Adding a language to graph

The graph tool started as a TypeScript-only call-graph engine.

Language Pluggability

The language-pluggability work introduced a six-method GraphLanguageAdapter contract so the engine itself doesn't know any specific language.

There are five first-party adapters — each as its own publishable npm package under packages/graph/graph-<lang>/:

The four tree-sitter adapters are backed by vendored web-tree-sitter WASM grammars (no native build / node-gyp at install) and share the parse/discover/walk/cache-key scaffolding in @opensip-cli/graph-adapter-common.

Discovery and Registration

Auto-discovery is marker-based: a package declares opensipTools.kind: "graph-adapter", targetDomain: "graph-adapter", targetDomainApiVersion: 1, and exports adapter. First-party adapters use the @opensip-cli/graph-* namespace, but the marker is the discovery contract; third-party adapters can use any npm name. You can also pin an exact list in plugins.graphAdapters in opensip-cli.config.yml.

Any first-party or third-party adapter slots in by implementing the contract and shipping the marker/export pair (or via the explicit-pin form).

This doc walks a contributor through that workflow.

What you'll have done after this:

- Decided where your adapter lives (first-party in this repo vs. third-party npm package).

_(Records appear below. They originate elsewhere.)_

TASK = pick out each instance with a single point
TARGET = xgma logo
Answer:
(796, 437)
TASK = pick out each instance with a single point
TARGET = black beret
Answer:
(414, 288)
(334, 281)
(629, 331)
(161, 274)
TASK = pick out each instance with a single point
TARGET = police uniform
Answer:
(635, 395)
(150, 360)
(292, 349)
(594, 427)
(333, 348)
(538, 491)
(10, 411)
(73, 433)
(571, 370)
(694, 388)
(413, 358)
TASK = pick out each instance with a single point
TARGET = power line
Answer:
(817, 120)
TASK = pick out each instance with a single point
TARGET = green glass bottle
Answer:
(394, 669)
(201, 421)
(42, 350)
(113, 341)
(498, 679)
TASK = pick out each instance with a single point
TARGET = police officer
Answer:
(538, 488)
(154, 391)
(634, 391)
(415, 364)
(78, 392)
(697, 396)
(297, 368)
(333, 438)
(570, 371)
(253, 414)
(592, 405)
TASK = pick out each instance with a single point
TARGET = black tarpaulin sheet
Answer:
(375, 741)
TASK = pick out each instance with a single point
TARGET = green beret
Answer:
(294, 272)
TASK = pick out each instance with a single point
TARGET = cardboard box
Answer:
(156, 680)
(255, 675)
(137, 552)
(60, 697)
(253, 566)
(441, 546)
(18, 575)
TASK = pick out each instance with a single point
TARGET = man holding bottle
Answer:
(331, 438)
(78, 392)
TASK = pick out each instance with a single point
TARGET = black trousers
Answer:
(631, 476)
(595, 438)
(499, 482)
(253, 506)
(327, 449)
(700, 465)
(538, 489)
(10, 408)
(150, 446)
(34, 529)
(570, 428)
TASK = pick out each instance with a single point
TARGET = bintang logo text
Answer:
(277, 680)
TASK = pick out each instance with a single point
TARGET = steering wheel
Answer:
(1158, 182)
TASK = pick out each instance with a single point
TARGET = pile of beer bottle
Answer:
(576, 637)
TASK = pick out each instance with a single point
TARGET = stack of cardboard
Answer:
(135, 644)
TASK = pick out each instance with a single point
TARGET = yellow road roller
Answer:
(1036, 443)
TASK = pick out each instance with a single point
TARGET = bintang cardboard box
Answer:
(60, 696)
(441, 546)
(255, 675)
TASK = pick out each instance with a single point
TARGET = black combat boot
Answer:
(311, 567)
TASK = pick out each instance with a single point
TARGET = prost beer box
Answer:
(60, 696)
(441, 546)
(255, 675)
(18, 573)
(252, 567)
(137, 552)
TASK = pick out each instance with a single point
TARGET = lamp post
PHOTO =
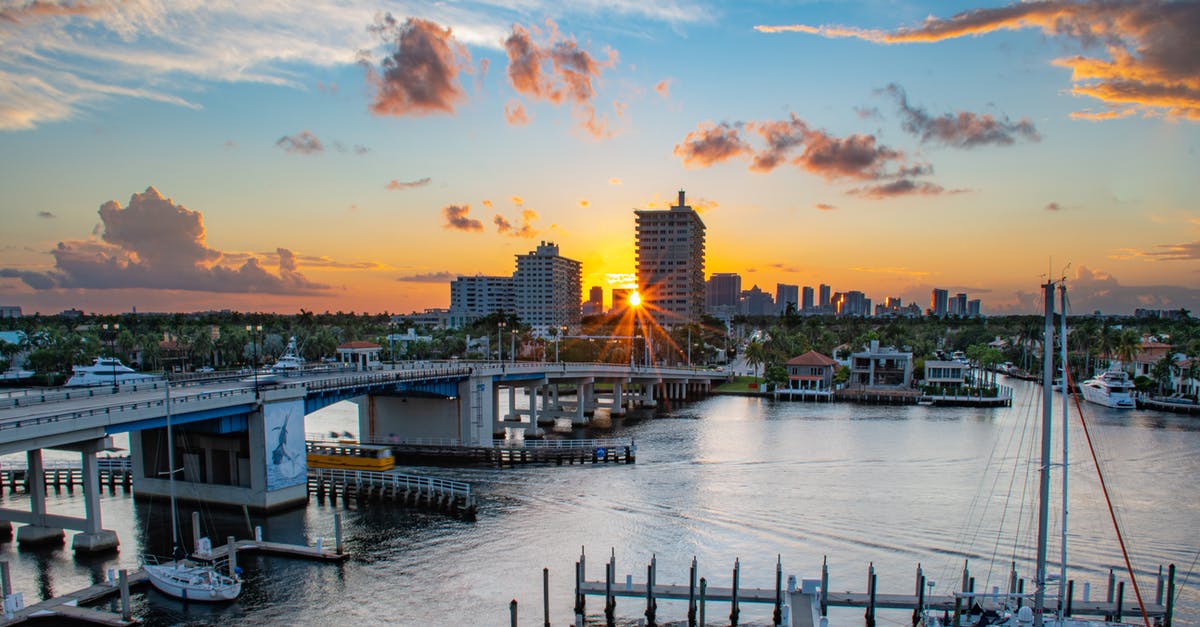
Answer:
(255, 330)
(111, 335)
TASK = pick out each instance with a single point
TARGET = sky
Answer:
(357, 156)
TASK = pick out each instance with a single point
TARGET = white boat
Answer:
(1110, 389)
(291, 359)
(1019, 609)
(106, 371)
(181, 578)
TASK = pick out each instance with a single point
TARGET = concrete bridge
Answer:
(240, 442)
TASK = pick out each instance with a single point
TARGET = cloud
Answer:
(456, 219)
(304, 143)
(396, 184)
(664, 88)
(525, 230)
(1153, 47)
(515, 114)
(427, 278)
(711, 144)
(557, 71)
(421, 77)
(157, 244)
(963, 129)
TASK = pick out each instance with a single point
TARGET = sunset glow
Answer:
(354, 156)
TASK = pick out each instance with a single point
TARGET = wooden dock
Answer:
(70, 605)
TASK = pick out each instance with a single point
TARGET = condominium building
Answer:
(547, 288)
(671, 263)
(474, 297)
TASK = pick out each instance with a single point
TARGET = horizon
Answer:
(359, 157)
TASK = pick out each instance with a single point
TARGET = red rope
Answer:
(1113, 514)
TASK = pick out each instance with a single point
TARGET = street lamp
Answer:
(111, 335)
(255, 330)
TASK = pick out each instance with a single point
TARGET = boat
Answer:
(1111, 388)
(183, 578)
(1018, 608)
(106, 371)
(291, 359)
(349, 455)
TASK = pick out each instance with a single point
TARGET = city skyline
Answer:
(360, 156)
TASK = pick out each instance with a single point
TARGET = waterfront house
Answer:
(359, 354)
(881, 368)
(809, 376)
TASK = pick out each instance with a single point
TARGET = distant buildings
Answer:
(671, 263)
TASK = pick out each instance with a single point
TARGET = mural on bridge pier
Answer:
(286, 461)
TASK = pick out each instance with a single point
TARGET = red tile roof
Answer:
(813, 358)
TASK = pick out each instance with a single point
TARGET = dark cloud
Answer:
(961, 129)
(157, 244)
(304, 143)
(1153, 48)
(711, 144)
(457, 220)
(557, 71)
(421, 77)
(396, 184)
(427, 278)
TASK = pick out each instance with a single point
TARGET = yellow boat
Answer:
(349, 455)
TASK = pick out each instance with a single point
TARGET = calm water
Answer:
(723, 478)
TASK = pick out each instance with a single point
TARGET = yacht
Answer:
(291, 359)
(1110, 389)
(106, 371)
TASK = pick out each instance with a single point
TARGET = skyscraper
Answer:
(547, 288)
(787, 293)
(671, 263)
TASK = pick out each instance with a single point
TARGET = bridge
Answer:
(240, 441)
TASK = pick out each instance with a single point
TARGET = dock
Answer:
(70, 605)
(805, 605)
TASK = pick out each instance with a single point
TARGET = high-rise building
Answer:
(547, 288)
(787, 293)
(671, 263)
(723, 290)
(474, 297)
(939, 303)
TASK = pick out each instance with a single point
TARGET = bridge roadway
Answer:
(66, 416)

- Implemented the six adapter methods against your language's parser.

- Run the contract test suite against your fixture project.

- Registered the adapter so opensip graph works on a project in your language.


1. Read first

The canonical contract source is the TypeScript file itself: packages/graph/engine/src/lang-adapter/types.ts — interface signatures, behavioral invariants I-1 through I-9 (in JSDoc), and the I/O shapes that flow between the orchestrator and your adapter.

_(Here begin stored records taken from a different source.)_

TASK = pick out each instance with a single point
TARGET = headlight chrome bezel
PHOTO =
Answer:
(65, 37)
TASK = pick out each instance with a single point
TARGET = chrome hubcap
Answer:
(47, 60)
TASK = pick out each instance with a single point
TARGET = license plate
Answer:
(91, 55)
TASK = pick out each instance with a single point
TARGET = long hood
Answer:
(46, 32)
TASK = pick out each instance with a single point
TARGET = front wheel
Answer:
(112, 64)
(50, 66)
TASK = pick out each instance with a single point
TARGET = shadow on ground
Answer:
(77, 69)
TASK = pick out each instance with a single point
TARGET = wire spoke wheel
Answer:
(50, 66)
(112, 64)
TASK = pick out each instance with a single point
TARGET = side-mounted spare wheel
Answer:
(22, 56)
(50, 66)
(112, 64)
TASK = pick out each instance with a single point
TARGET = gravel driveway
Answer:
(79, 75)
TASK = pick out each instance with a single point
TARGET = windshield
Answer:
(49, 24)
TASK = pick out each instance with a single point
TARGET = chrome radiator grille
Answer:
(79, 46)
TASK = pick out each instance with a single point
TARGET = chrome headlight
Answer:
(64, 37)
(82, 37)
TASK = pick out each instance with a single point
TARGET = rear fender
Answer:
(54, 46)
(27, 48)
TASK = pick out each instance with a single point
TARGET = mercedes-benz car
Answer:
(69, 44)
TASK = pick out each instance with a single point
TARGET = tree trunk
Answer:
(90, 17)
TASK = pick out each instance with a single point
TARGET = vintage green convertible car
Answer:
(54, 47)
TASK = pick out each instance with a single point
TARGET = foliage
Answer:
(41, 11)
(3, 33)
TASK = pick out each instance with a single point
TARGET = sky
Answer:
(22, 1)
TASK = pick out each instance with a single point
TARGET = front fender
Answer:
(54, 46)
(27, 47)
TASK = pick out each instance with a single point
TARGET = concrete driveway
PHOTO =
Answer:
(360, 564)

Then look at the reference implementations. Five ship today:


2. The six methods

A GraphLanguageAdapter exposes six methods plus three identity fields (id, fileExtensions, displayName). The same data flows through them in order:

| Method | Responsibility | TypeScript reference |

|---|---|---|

| discoverFiles | Resolve which files belong to the project for a given cwd. Reads language-specific config (tsconfig.json, pyproject.toml, Cargo.toml, go.mod, etc.). Returns absolute, realpath-normalized, sorted file paths. | graph-typescript/discover.ts |

| parseProject | Build adapter-internal parse state. The shape is opaque (P = unknown); the engine passes it back into walkProject and resolveCallSites unchanged. Must stay synchronous (the engine calls it synchronously and the shard worker serializes results across a process boundary). TypeScript holds a ts.Program; the tree-sitter adapters hold a Map<filePath, { tree, source }> parsed via web-tree-sitter — the one-time async Parser.init() / Language.load(<wasm>) are confined to module top-level await, so parseProject itself stays sync. | graph-typescript/parse.ts |

| walkProject | One pass over the parsed project. Emit FunctionOccurrences (one per callable thing — function, method, arrow, constructor, getter/setter, plus a synthetic module-init per file) AND CallSiteRecords (pre-located call expressions, owner-keyed by bodyHash). | graph-typescript/walk.ts |

| resolveCallSites | Resolve the call-site list against the frozen catalog. Return a bodyHash → CallEdge[] map plus resolution stats. Call edges carry a confidence ('high' for symbol-resolved, 'medium'/'low' for name-only resolution). | graph-typescript/edges.ts (resolveEdgesFromRecords) |

| cacheKey | Compute an opaque per-adapter cache invalidation key. Different adapters MUST emit different prefixes (e.g. ts-…, py-…, rs-…, go-…, java-…) so cross-adapter accidents hash-mismatch immediately. | graph-typescript/cache-key.ts |

| ruleHints | Optional. Declare what counts as a test file in your language and which side-effect primitives the no-side-effect-path rule should look for. Without this, defaults apply and rules silently degrade. | graph-typescript/index.ts (ruleHints) |

The exact TypeScript signatures live in lang-adapter/types.ts. Read that file once — it's the technical reference.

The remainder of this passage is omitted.